Şimdiyse odamdaki cam kenarı yerinde oturup elimdeki ajandayla bakışıyordum. Aslında Gamze'yle buluşmak istiyordum. Gamze'ye buluşalım demiştim ama bana iş yerindeki son günleri olduğu için mesai yaptığını söylemişti. Umarım düzgün bir işe girerde beni ekmek zorunda kalmaz ileride. Bir tane arkadaşım vardı o da beni sürekli ekiyordu. İş demişken doğrusu benimde bir iş bulmam gerekti. Ajandaya yazacağım ilk şeyi bulmuştum. 'Bu iş bittikten sonra bir iş bul.' Aslında şu anda da bir işe girmek istiyordum ama ağır bir iş istemiyordum. Aslında çalışıp çalışmamak arasında gidip geliyordum. Kendimi bildim bilesi çalışıyordum ve bu benim için yorucuydu. Ajandayı kapatıp yanıma koyarken bacaklarıma sarıldım. Her ne kadar yorucu olsada en azından zamanın nasıl geçtiğinin farkına varmıyordum. Şimdiyse günlerim sıkıcı geçiyordu. Saatler resmen yıllar gibi hissettiriyordu.
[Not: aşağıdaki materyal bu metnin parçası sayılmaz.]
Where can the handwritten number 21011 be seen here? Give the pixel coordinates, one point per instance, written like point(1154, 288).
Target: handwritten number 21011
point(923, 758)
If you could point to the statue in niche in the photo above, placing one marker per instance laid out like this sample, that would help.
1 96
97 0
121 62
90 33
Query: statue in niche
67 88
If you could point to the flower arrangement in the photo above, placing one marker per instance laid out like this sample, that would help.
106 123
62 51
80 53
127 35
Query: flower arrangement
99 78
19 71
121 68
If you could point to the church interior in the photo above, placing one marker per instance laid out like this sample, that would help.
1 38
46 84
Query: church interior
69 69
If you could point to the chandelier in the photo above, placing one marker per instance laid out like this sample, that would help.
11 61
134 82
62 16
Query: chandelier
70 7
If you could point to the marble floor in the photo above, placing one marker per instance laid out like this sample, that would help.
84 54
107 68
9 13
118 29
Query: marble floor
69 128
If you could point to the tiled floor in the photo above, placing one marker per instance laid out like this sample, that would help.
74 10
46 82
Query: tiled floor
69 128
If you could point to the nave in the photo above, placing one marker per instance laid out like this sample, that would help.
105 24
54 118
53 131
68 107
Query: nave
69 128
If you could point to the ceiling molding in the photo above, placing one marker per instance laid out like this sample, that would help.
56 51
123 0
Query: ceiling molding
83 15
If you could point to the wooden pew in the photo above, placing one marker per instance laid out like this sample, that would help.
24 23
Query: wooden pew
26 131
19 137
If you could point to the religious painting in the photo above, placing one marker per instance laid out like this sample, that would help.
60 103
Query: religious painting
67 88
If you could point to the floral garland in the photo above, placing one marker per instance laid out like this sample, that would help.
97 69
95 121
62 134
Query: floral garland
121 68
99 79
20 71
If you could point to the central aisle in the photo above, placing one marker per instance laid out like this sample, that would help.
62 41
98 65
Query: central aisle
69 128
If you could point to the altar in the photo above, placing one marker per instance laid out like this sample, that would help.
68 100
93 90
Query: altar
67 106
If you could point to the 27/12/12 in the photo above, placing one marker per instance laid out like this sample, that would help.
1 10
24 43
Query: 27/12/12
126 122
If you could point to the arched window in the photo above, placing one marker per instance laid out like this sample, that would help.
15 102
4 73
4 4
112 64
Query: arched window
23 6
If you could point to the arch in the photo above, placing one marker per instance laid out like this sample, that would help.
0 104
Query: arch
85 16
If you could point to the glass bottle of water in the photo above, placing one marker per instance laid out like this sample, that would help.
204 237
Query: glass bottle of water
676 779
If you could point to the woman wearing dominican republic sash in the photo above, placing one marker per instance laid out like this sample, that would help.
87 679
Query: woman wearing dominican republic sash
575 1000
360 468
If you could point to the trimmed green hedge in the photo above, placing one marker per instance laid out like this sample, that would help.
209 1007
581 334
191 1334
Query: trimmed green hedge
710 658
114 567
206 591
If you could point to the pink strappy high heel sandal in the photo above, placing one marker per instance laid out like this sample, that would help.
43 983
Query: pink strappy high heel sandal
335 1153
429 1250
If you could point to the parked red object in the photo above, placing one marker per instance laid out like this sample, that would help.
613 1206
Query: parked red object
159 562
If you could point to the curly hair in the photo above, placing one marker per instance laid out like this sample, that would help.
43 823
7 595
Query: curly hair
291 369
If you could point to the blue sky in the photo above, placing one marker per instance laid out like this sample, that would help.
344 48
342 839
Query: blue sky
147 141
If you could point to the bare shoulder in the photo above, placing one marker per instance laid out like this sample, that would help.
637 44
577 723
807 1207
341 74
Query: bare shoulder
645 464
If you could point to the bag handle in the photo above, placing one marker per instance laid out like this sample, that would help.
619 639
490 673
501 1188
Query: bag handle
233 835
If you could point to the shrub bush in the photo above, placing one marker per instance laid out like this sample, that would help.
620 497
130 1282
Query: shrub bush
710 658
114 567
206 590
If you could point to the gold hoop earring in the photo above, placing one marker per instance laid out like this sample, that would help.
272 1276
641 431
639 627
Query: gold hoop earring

Kapım çalınırken içeri girene baktım. Zehra bana bakarken ajandamı altıma sakladım.

"Evet Zehra ne vardı?"

"Bugün gelecek misafirler için menü seçmeniz gerekiyorda."

Misafir? Menü? Neyden bahsettiği hakkında kafam karışırken Zehra anlamış gibi hafifçe gülümsedi. Bu kadını hiç sevmiyordum söylemiş miydim?

"Murat bey ve Gürkan bey gelecek akşam yemeğine. Sanırım Aybars bey söylemedi size."

"Söyledi ama aklımdan çıkmış işte. Ben geliyorum sen in."

Sana malzeme verir miyim ben hiç. Zehra bana zorlama gülümsemesini sergileyip odamdan çıkarken telefonuma uzandım. Aybars'ın bana misafir geleceğini söylememesi sinirimi bozmuştu. Birkaç gündür zaten benimle konuşmaması beni görümce garip davranması sinirlerimi daha da germişti. Hadi ben onunla şu aşk mevzusu yüzünden konuşmamaya çalışıyordum peki ya o? Ne olduğunu çözemiyordum ama o konuşmadıkça konuşmakta istemiyordum. Aybars'ı ararken çalan telefona baktım. Telefon uzun çalışlardan sonra açılırken hemen telefonu kulağıma yasladım.

"Alo."

"Alo. Efendim Yosun."

"Bana haber vermen gereken bir şeyi unutmuş olabilir misin acaba?"